Azucena está sentada de espaldas a la puerta del rancho, en una silla de madera, una de esas bajitas con asiento y respaldar de paja. Se rasca la espalda, sus manos son grandes y fuertes con uñas largas y curvas.
Una brisa suave le roza la nuca, inmediatamente sacude la cabeza, siente un escalofrío placentero. Es enana, las piernas chuecas apenas tocan el piso. Tiene la cara, angulosa, con nariz aguileña, labios gruesos y muchas marcas de viruela. Sus hombros son estrechos y el pecho hundido. Suspira y con su joroba del costado izquierdo de la espalda sigue el ritmo de una música imaginaria.
Mira hacia atrás, un gato barcino salta de un árbol y se echa junto a otros al sol, entre las macetas. A unos pocos pasos, Jacinta, la patrona, descansa en un catre ubicado debajo de la ventana. Se duerme por momentos y comienza a escucharse su ronquido acompasado.
Viven en una tapera rodeada por un monte de arbustos y espinillos, en medio de un campo de cardos donde tienen instalados panales de abejas, que atiende la muchacha. Pocos metros por fuera del monte supo haber un arroyo de agua salada que se secó hace rato y dejó de recuerdo una salina. El viento que remolinea trae ese sabor. Allí la vida no es dulce, Azucena tiene la piel, la sangre y el alma en salmuera. A un par de kilómetros hay un pueblito minúsculo, perdido en medio del desierto.
La vieja Jacinta no es su madre ni su abuela, la escuchó llorar una mañana entre los pastos altos de la cañada, Azucena era un bebé de pocos meses. La salvó de las fauces de los animales salvajes y la crió sin ningún cariño, cobrándole con creces una deuda impagable: la vida.
La muchacha apoya la pava a un costado del calentador a alcohol, la aleja del fuego la distancia justa, para que el agua no hierva y se mantenga caliente. Con cuidado mete la cucharita en la azucarera y colmada la vierte dentro del mate de calabaza, luego se lo alcanza a la Jacinta, que lo chupa con su boca fruncida de arrugas.
La vieja traga, se ahoga, y escupe flema hacia el costado. Un gato negro ronronea y se frota en las piernas de la chica. Jacinta tose y el pecho suena como un fuelle. Babeando y furiosa tira el mate contra el animal sin alcanzarlo.
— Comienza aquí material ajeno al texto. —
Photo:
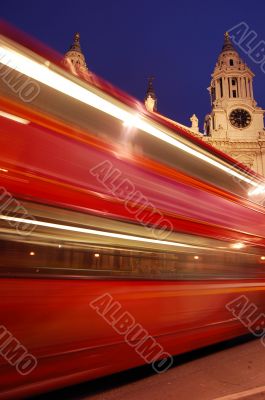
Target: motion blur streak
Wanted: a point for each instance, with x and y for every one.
(91, 238)
(44, 75)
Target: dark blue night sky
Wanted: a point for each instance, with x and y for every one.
(126, 41)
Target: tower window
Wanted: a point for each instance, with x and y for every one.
(221, 87)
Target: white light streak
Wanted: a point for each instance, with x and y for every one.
(43, 74)
(14, 118)
(94, 232)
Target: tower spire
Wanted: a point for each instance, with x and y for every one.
(74, 56)
(150, 99)
(228, 45)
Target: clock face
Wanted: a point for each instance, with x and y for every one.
(240, 118)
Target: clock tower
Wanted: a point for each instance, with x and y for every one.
(235, 124)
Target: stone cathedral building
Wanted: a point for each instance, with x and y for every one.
(235, 123)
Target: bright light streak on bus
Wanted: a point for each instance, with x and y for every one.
(43, 74)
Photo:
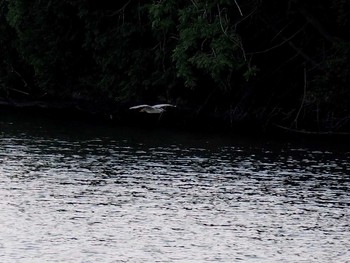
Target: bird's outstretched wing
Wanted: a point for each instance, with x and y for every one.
(139, 107)
(158, 106)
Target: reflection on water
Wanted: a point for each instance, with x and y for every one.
(77, 194)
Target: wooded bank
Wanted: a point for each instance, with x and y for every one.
(267, 63)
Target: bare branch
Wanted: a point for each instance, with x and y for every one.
(239, 9)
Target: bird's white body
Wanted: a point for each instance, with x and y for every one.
(159, 108)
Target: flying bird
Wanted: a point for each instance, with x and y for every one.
(158, 108)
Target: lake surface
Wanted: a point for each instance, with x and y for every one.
(73, 192)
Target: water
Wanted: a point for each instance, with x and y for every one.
(70, 192)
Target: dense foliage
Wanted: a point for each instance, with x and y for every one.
(267, 62)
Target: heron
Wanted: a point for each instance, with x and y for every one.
(158, 108)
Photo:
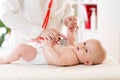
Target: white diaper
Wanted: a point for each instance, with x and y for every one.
(39, 59)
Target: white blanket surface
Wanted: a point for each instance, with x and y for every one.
(109, 70)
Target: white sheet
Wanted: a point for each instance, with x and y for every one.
(109, 70)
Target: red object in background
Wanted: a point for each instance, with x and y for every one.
(89, 12)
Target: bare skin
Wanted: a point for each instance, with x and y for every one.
(84, 52)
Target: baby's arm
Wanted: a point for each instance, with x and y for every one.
(57, 58)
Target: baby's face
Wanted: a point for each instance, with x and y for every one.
(84, 50)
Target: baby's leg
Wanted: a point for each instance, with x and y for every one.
(25, 51)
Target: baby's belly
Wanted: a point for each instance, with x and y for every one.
(62, 49)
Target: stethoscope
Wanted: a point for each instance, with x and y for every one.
(46, 19)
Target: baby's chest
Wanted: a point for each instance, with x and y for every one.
(63, 49)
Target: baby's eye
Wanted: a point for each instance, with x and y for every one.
(86, 50)
(78, 48)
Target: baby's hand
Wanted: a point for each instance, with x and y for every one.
(45, 43)
(71, 23)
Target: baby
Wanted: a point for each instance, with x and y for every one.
(88, 52)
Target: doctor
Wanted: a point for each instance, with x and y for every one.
(26, 18)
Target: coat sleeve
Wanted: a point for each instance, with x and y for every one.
(10, 15)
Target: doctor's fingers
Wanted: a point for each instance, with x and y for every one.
(61, 35)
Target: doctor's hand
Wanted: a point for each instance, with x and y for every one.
(51, 35)
(71, 23)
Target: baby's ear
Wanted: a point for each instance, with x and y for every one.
(88, 62)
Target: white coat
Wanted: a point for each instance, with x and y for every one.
(25, 17)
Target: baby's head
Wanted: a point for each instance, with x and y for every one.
(90, 52)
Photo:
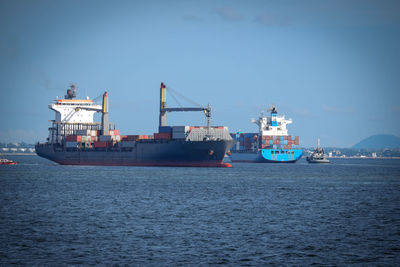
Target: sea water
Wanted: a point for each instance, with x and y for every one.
(343, 213)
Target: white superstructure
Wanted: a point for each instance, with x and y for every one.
(71, 114)
(274, 125)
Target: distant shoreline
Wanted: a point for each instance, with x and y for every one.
(34, 154)
(19, 154)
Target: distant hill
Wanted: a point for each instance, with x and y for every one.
(378, 141)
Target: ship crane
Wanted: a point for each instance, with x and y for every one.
(105, 125)
(164, 109)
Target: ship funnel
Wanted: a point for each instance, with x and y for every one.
(163, 105)
(105, 125)
(71, 93)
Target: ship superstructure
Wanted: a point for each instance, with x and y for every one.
(72, 115)
(271, 144)
(76, 139)
(318, 155)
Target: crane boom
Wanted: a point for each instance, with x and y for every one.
(164, 109)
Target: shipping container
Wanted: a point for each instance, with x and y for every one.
(74, 138)
(105, 138)
(162, 136)
(100, 144)
(164, 129)
(180, 129)
(72, 144)
(127, 144)
(178, 135)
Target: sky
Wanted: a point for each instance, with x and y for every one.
(332, 66)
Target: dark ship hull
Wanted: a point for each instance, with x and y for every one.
(147, 153)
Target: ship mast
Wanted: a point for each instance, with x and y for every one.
(164, 109)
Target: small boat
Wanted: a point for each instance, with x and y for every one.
(318, 156)
(7, 162)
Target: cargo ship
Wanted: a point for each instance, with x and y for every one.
(271, 144)
(76, 139)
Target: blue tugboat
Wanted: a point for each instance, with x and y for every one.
(272, 144)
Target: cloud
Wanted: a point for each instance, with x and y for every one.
(228, 13)
(268, 19)
(332, 109)
(192, 18)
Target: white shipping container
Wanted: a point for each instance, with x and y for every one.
(127, 144)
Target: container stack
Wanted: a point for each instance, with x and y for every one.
(192, 133)
(92, 139)
(245, 141)
(279, 142)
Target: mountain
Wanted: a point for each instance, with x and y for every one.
(378, 141)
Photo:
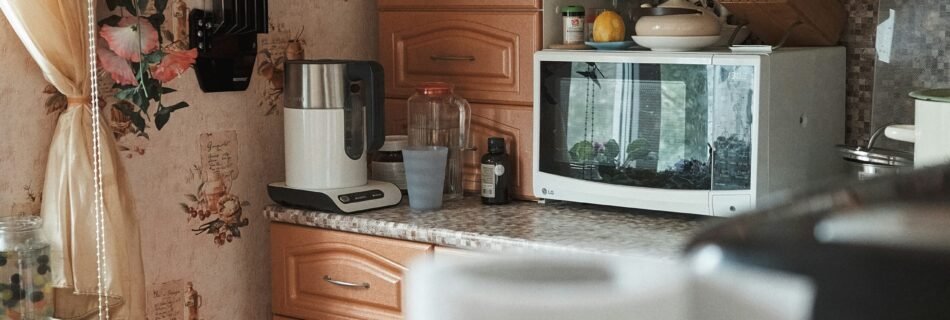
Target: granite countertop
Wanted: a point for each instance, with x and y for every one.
(519, 226)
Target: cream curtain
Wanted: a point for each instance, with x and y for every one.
(55, 34)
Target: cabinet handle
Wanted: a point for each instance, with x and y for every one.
(452, 58)
(363, 285)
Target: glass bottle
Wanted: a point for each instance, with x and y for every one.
(496, 173)
(439, 117)
(26, 288)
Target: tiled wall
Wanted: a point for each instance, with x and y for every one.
(915, 56)
(859, 38)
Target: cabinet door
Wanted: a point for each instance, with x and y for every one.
(487, 55)
(323, 274)
(458, 4)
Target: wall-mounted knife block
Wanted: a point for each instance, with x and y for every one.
(226, 39)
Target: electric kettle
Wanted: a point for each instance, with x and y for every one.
(333, 117)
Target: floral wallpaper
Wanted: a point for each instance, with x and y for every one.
(197, 164)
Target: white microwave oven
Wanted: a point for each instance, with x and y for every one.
(707, 133)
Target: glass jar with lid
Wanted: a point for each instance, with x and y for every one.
(26, 287)
(439, 117)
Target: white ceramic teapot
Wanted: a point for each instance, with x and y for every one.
(930, 133)
(705, 23)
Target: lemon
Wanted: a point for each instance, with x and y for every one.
(609, 27)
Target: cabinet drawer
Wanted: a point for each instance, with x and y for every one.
(320, 274)
(486, 55)
(458, 4)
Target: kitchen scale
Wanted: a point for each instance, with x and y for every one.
(328, 131)
(373, 195)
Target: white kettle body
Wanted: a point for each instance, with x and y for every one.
(330, 123)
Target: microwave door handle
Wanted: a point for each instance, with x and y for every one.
(712, 164)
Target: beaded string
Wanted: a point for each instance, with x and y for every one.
(101, 272)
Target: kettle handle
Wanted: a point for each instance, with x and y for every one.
(371, 73)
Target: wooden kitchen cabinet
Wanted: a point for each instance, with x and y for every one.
(486, 55)
(324, 274)
(458, 4)
(485, 49)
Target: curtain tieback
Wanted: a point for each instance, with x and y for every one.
(79, 101)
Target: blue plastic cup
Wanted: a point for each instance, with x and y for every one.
(425, 176)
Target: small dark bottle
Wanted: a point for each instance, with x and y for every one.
(496, 173)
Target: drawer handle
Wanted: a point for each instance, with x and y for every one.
(452, 58)
(363, 285)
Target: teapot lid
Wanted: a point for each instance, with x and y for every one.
(434, 88)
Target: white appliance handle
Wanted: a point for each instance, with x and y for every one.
(901, 132)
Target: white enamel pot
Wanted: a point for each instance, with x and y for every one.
(931, 131)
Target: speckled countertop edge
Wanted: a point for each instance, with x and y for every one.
(521, 227)
(406, 231)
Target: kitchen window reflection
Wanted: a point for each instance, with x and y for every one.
(645, 125)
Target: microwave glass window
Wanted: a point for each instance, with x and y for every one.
(732, 127)
(646, 125)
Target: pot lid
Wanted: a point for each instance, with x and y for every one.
(879, 156)
(938, 95)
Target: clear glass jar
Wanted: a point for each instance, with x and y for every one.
(26, 287)
(439, 117)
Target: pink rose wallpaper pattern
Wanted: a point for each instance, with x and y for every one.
(139, 62)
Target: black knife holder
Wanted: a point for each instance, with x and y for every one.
(226, 39)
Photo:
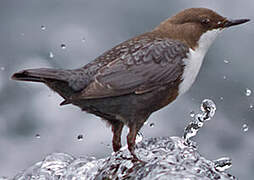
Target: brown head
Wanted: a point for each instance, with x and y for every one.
(190, 24)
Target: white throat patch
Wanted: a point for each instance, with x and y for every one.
(195, 58)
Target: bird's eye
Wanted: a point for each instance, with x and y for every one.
(205, 21)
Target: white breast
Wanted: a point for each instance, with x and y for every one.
(195, 59)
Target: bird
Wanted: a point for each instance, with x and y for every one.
(139, 76)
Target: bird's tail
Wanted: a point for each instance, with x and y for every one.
(39, 75)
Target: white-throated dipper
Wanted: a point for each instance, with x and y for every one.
(127, 83)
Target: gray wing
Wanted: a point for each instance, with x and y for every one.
(155, 63)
Azucena se levanta de la silla, su cabeza de trenzas rojas supera apenas el respaldar, mansa se inclina sobre el mate estrellado contra el piso, mientras espanta una mosca que pulula alrededor del azúcar. En esa posición parece un dromedario enano de una sola joroba. Vuelve a poner la yerba, los yuyos y las cáscaras de naranja dentro del mate, esta vez lo ceba más dulce, con dos cucharadas de azúcar, luego se lo alcanza a la patrona.
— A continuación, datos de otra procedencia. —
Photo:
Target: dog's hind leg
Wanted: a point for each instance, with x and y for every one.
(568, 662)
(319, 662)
La muchacha soporta sin quejas el frío de las noches y el calor insoportable del día. No conoce el amor de las personas. Fue creciendo, mezclada con los perros y gatos vagabundos de los alrededores del rancho. De ellos ha aprendido a observar y acechar, a desconfiar y esconderse, a atacar cuando es necesario.
Nunca empezó a hablar, aunque no es sorda. Fue muy precoz para caminar y trepó desde chiquita con destreza. Tiene ahora unos quince años y la vieja Jacinta, ha pasado, sin mayores cambios, de la maldad a la demencia. La muchacha es dura y resistente como el clima. Soporta el maltrato y el trabajo duro, vive al límite mismo de la condición humana.
Hace unos días encontró a dos de sus gatos quemados. Aunque no la vio, está segura que fue la vieja quien los roció con kerosene y les prendió fuego. Ella estaba en el lecho del arroyo juntando sal, el monte no le permitía ver, escuchó terribles maullidos a lo lejos, y vio la luminosidad de las llamas.
Desde ese momento está en guardia, ceba mates y observa a Jacinta con una mirada imperturbable e intensa de felino en asecho.
Todas las tardes, casi en el mismo horario Azucena le ceba mates a su patrona. Hoy, antes de empezar, ha llenado la azucarera, lo hizo de espaldas a Jacinta que dormitaba en el catre, con cuidado, volviéndose a observarla cada tanto. Con determinación y cuidado mezcló en el azúcar una cantidad importante de veneno para ratas. Y allí está, llena una y otra vez el mate de calabaza y se lo alcanza a la vieja, como le gustan, bien dulces y espumosos.
La noche ha caído en el rancho, Azucena tira la azucarera y el mate en el pozo ciego del baño precario que hay en el patio.
Jacinta, empapada en sudor se retuerce en el catre.